First Things has a quick synopsis of the issue, then we will delve into National Review Online’s follow-up:
U.N. experts in Geneva were at it again last week telling the Holy See that Catholic teaching on abortion is a human rights abuse, revealing a chasm between the Church’s understanding of its mission and how U.N. officials perceive it. The episode is reminiscent of a time in history when secular leaders did not accept a separation of Church and State.
The American on the U.N. Committee Against Torture, Felice Gaer, told the Holy See that the Church’s position on abortion was a “concern” and that “women should have a right to choose.” Prohibitions on abortion are a form of torture according to Gaer—who ironically spent a decade on the U.S. Commission on International Religious Freedom.
An expert from the country of Georgia tried to be nuanced, and accused the Catholic Church of having “publically shamed” women and doctors who commit abortions through excommunication, thereby torturing them….
Now for NRO’s excellent warning:
Kathryn has been covering the ongoing effort by radical pro-abortion NGOs to apply the U.N. Convention against Torture to the Catholic Church for — among other things — its international pro-life advocacy. The argument is so facially irrational that one would be tempted to dismiss it out of hand. Not even the U.N. could be so blindly malicious and ideological that it would attempt to destroy the church’s rights of free speech and religious liberty for the sake of protecting abortion-on-demand, could it?
Moreover, even if the U.N. Committee against Torture moved against the Vatican, such an action would be irrelevant to American courts and American constitutional law, wouldn’t it?
In fact, there is cause for concern. To be clear, the effort by the Center for Reproductive Rights clearly and explicitly targets the church’s rights to free speech and religious liberty. Here’s an excerpt from its recommendations to the Committee:
Note that the Holy See has negatively interfered with states’ attempts to develop legislation on abortion that would have served to better protect women from torture or ill-treatment. Note that the Holy See’s actions are a violation of Articles 1, 2, and 16 of the Convention against Torture and that the rights of freedom of speech and of religion extend only so far as they do not undermine women’s reproductive rights, including the right to be free from torture or ill-treatment. (Emphasis added.)
This is an astonishing statement, one that clearly targets the Catholic Church’s pro-life advocacy, equating it with state-sanctioned “torture or ill-treatment” of women and girls. By equating advocacy with torture, the Committee could begin an international legal process that would cause the U.N. to review statements or actions by pro-life public officials as “torture” within the meaning of the Convention. Radical pro-abortion groups would file amicus briefs citing new international legal standards equating pro-life advocacy with torture, thus claiming such advocacy is beyond the protection of the First Amendment.
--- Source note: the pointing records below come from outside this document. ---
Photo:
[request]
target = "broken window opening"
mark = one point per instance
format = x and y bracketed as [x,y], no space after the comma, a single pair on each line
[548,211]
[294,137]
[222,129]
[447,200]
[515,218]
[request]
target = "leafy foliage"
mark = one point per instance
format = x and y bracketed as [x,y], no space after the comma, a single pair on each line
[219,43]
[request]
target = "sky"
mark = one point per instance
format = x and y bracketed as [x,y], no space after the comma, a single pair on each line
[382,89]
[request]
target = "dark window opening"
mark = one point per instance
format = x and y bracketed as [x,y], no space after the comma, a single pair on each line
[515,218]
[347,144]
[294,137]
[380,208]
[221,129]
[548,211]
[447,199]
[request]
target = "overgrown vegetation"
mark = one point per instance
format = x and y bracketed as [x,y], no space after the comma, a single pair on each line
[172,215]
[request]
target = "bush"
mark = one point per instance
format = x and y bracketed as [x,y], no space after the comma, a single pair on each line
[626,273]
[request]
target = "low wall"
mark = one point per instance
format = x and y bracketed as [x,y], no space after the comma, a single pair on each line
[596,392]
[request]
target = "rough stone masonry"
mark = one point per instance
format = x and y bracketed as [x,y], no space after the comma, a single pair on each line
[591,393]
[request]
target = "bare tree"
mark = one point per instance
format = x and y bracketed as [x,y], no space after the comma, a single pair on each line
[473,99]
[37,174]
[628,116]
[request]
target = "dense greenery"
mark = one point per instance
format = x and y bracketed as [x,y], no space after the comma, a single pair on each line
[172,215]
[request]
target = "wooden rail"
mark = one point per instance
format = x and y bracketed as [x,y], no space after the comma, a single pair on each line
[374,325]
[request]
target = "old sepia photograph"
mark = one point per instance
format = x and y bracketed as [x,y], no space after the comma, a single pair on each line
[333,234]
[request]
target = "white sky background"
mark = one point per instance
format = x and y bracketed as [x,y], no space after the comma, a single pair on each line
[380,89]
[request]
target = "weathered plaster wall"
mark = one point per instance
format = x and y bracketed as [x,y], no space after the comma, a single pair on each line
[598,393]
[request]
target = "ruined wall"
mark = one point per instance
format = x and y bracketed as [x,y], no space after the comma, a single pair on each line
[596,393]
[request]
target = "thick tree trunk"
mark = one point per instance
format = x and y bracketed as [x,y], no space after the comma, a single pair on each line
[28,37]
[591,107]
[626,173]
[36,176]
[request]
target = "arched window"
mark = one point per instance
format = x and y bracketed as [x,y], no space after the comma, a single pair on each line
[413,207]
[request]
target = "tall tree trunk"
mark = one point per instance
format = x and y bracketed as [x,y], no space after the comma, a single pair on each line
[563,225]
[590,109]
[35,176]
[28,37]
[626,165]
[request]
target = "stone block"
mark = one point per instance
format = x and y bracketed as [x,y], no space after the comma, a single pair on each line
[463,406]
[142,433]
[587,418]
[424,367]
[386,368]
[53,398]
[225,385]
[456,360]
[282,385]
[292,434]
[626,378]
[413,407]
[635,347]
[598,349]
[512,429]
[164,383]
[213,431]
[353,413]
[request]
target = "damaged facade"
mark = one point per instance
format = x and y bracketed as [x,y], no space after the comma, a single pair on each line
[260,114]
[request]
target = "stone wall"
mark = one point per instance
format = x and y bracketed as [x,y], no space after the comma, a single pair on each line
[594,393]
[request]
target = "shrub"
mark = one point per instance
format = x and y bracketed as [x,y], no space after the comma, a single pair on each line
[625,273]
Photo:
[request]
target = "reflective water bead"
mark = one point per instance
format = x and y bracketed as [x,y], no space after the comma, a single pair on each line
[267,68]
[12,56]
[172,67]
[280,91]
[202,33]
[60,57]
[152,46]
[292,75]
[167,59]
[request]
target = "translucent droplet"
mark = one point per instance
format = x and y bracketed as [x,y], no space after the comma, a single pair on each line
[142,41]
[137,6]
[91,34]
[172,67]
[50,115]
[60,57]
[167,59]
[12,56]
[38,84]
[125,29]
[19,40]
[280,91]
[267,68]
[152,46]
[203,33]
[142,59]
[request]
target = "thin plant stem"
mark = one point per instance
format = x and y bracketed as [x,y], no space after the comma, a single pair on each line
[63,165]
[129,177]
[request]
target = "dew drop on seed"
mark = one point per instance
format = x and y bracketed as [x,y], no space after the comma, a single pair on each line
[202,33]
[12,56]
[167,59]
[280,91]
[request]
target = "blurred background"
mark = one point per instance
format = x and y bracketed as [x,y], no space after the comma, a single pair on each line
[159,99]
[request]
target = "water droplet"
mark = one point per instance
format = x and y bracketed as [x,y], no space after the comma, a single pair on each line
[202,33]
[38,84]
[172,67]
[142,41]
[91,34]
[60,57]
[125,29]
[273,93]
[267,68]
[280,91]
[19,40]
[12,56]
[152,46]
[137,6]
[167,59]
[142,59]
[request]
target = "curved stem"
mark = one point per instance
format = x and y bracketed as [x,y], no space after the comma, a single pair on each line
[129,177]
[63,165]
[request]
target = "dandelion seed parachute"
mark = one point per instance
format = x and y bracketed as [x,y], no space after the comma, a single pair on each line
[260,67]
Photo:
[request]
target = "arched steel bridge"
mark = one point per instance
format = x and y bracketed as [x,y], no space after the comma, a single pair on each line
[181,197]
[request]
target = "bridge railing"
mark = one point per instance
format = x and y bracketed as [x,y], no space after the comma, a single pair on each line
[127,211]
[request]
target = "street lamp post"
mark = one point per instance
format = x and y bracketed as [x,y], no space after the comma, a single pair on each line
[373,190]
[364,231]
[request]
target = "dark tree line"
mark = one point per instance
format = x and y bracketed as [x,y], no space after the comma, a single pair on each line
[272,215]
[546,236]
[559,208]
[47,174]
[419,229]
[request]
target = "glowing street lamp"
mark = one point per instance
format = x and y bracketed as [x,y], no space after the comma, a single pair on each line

Indeed, the argument would be simple (and chilling): By permitting unfettered pro-life advocacy — by public officials and private citizens — the United States would be in violation of international law, specifically by torturing its own citizens.
[….]
It’s difficult to overstate the perversity of the abortion lobby’s U.N. argument. There are few acts more barbaric than abortion, and the very idea that such barbarism can be insulated even from criticism insults the very notion of free speech and obliterates religious liberty. This is a dramatic escalation of the already-overwrought “war against women” rhetoric, and one that would lead to such absurd results as domestic “women’s groups” accusing conservative candidates of literally torturing voters with pro-life arguments.